Finally, in the subway, coming home one night during rush hour, I do it. It is sweltering in the car, hundreds of us packed against one another; a dull rumble of fear and assault moving through the tunnels and I am jammed against a tall blond girl, around twenty-four or twenty-five with a briefcase under her shoulder, a fine moistness coming from her forehead, a fine heat seeming to come from the damp of her underarms. The car lurches, we press against one another, smile, turn away, slam into one another again at a halt, uncouple, smile, move, smile, jerk, slam, grunt at one another, move away unsmiling, slam to a halt, drive into one another, smile, and I cannot take it anymore, literally cannot take it, her left breast is resting against my forearm, her right less than an inch from my nose and I say, “I could love you, you know, I could really love you, it wouldn’t be difficult at all, you have no idea of what goes on inside me, but if I could only make you see, I know that the two of us could somehow come together; you’re really extraordinarily beautiful, sensual arms, beautiful breasts, but more than beautiful you’re sensitive as well, I can see from your face how sensitive you are and furthermore from the briefcase you are carrying that you are a consequential person, an artist perhaps, or a fashion designer, possibly a model carrying around shots of herself or a writer turning in brilliant crisp samples of her prose style to the top magazines. I am thirty-five years old, a college graduate, industrious, intelligent, I am making approximately fifty thousand dollars a year from my own business, I have lived an interesting life and am really at the verge of my best possiblities. What do you think? Do you think that we could manage somehow with one another? It would be no problem to disentangle myself from my home life and as far as you, a girl so beautiful could have formed no entanglements that she could not break without the others thinking that they were blessed to have known her on whatever terms for however short a time. What do you think? Will you make love to me?” and then, shyly look up at her for the first time as the train pulls into the Fifty-ninth Street station, yawns to a halt, flings open its doors and begins to evacuate passengers.
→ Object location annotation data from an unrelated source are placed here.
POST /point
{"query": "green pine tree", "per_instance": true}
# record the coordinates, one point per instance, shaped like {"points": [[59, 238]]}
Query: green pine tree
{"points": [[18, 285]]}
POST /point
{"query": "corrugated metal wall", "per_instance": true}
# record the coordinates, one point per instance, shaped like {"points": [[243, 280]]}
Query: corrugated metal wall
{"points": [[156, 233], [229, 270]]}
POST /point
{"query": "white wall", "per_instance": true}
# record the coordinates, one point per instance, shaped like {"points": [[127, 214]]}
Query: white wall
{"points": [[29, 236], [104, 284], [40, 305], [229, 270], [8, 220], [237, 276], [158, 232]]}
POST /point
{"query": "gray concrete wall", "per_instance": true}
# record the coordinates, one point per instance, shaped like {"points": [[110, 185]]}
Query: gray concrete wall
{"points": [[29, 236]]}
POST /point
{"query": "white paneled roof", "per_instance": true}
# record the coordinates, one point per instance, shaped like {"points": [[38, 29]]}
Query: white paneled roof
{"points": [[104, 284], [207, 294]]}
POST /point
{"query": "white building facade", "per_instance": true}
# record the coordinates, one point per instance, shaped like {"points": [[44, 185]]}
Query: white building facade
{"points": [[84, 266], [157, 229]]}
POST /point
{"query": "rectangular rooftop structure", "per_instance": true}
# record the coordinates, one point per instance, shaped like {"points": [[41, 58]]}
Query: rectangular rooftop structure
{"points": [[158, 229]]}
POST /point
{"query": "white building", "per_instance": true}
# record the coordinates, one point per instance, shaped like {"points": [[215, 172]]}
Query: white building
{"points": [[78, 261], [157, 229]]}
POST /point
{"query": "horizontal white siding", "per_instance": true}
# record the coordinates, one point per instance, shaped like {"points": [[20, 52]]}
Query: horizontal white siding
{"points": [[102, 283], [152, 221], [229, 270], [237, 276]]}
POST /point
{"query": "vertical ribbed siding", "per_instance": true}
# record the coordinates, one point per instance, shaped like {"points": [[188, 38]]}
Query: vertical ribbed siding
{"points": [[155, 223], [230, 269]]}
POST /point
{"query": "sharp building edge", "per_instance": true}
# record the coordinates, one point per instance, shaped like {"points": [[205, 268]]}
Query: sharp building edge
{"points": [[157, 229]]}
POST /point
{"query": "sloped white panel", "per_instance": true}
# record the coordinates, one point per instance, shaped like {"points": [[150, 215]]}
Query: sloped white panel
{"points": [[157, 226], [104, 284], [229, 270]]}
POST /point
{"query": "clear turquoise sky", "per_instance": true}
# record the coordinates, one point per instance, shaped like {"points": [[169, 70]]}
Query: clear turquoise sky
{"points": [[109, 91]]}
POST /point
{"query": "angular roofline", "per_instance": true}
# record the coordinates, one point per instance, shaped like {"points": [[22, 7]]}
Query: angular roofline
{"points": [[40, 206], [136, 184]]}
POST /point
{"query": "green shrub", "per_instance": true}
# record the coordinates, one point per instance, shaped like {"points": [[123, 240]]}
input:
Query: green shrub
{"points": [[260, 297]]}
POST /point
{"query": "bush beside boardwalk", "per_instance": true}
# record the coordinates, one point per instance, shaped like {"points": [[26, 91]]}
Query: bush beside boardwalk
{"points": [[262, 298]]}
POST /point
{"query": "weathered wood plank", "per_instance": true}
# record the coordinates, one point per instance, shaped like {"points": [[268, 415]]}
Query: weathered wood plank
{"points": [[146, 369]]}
She adjusts her briefcase, gives me a smile, prepares to join the passengers on the way out. “I think,” she says, looking at her watch, “I think that it’s about five twenty. But I’ve been slow for weeks, maybe you’d better ask someone else.” Her ass waggles a slow, sad good-bye to me as she steps to the platform.
Before I can get really involved, however, in thoughts about modern alienation, the train gets jammed in the tunnel outside Seventy-second Street, and for half an hour I have nothing to contemplate but the smell of smoke and my own terror, both rising like the winking lights of an incoming New Lots Express bearing out of the tubes, and by the time we finally get going again, a good share of the passengers in the train have panicked or fainted or begun to curse about being late for dinner on the fuckin subway, and comforting the wounded, healing the sick, and talking with the afflicted keeps me quite busy almost all the way home.